- 6 years ago
- Wedding: September 2012
Hi Bees…I desperately need some advice/opinions..
I parted ways with my ex-fiance about 8 months ago. We dated for over 5 years, he was my only love and everything and i have been dealing with this new life without him everyday. To this day I know we had differences and things werent right, but i always missed him and always still felt this love for him. I have cried over my loss most days of every month and earlier this week I was an absolute mess again for no reason.
Two days ago, while at work, i got a call from my ex and I let it go straight to voicemail. I was so shocked to even see his phone number light up on my phone. I listened to my voicemail and basically it was him telling me that he’s sorry to call out of the blue, but wanted to let me know that he was having a minor but possibly complicated surgery that night and God forbid anything happened, he wanted to let me know that he still loves me and always will. I wrote him a nice letter 2 months after we broke up, telling him I’d always be there for him and such, and on the voicemail he said he wanted to write me back but just couldn’t find the words since he was in such a bad place at that time.
I didnt know what to do..so i texted him back saying I coudn’t call him bc i was working, wished him well on his surgery and that I’d call him wed to see how he was.
I did call him, he’s doing ok, and we talked for over an hour. It felt like old times again, and he told me that I was on his mind everyday since we broke up. He told me that no matter what happened I always have a special place in his heart. I told him the same. He asked if I would like to get together and grab some coffee or dinner, and I told him yes..were meeting tomorrow night.
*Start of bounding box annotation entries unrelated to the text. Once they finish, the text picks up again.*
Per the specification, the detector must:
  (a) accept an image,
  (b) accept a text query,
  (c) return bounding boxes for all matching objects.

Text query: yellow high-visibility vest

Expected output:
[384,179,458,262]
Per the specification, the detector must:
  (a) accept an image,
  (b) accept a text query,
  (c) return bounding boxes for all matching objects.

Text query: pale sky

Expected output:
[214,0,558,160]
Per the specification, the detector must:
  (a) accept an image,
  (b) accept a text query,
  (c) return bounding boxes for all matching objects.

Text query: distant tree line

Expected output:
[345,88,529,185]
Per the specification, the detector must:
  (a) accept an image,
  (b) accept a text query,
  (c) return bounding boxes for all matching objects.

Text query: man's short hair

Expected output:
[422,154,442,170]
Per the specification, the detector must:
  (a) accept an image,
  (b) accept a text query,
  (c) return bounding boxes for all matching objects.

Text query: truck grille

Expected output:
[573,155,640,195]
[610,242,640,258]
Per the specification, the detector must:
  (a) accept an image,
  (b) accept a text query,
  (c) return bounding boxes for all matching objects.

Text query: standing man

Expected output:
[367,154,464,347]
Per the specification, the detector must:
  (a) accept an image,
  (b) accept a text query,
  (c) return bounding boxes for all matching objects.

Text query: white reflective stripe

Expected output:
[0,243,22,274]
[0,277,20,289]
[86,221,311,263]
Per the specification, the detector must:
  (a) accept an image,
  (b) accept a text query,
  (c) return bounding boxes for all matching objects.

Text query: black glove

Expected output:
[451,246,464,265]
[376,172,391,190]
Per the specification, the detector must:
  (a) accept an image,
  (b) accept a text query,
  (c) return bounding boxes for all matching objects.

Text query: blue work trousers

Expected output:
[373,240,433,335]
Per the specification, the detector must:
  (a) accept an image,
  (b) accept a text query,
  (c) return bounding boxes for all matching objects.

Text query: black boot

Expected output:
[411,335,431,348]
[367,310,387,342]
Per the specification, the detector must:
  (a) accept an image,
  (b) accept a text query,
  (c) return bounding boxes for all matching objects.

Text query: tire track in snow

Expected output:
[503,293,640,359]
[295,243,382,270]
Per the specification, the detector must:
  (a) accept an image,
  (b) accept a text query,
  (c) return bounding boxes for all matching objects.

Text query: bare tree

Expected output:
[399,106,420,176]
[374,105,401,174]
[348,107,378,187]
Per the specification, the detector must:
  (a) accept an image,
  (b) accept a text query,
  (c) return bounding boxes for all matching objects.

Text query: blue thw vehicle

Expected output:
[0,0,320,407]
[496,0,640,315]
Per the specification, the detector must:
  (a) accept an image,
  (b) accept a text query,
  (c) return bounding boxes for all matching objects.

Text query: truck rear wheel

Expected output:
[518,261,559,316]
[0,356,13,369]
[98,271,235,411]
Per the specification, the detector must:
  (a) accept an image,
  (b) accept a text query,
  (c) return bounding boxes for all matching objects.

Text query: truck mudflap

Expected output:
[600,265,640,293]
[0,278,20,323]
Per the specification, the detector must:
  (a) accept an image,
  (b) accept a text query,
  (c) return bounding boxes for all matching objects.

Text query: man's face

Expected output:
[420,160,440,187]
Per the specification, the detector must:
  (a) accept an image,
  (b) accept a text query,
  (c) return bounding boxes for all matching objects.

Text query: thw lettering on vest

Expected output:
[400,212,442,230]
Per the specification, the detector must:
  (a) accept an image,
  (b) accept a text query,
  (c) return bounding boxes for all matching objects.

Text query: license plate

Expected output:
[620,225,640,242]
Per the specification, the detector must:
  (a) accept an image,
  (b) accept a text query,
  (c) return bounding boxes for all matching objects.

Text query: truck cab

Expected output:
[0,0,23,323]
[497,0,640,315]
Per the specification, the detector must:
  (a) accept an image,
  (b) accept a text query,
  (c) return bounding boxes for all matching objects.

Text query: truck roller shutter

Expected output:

I didnt tell anyone except a couple close co-workers but not my family…im sure my sister (who has been my support this whole breakup) would be furious that I was even talking to him (my family doesn’t exactly like my ex anymore). Im choosing to keep this mostly to myself and meet him by my own will…when we broke up everyone had something to say and this time I want to make my own decisions. I have all these mixed feelings and emotions inside and I know i might be playing with fire right now…I’m not expecting to go back with him or anything, i just really want to catch up and see him..i truly miss him and it almost feels like when we were dating (tho i know its very different now).
I guess I just dont know what to expect. I know some people say that when you let something go, if it comes back to you then you know how they truely feel. I know I’m a stronger person now and Ive even been on dates with other guys but i guess i’m just nervous that I might have all these feelings again for him. I know we broke up for a reason, and i’m not at all forgeting why we parted. At the end of the day no matter what I at least want to maintain a friendly relationship with him….i hope i’m making sense, i have so much going on in my head right now…any thoughts?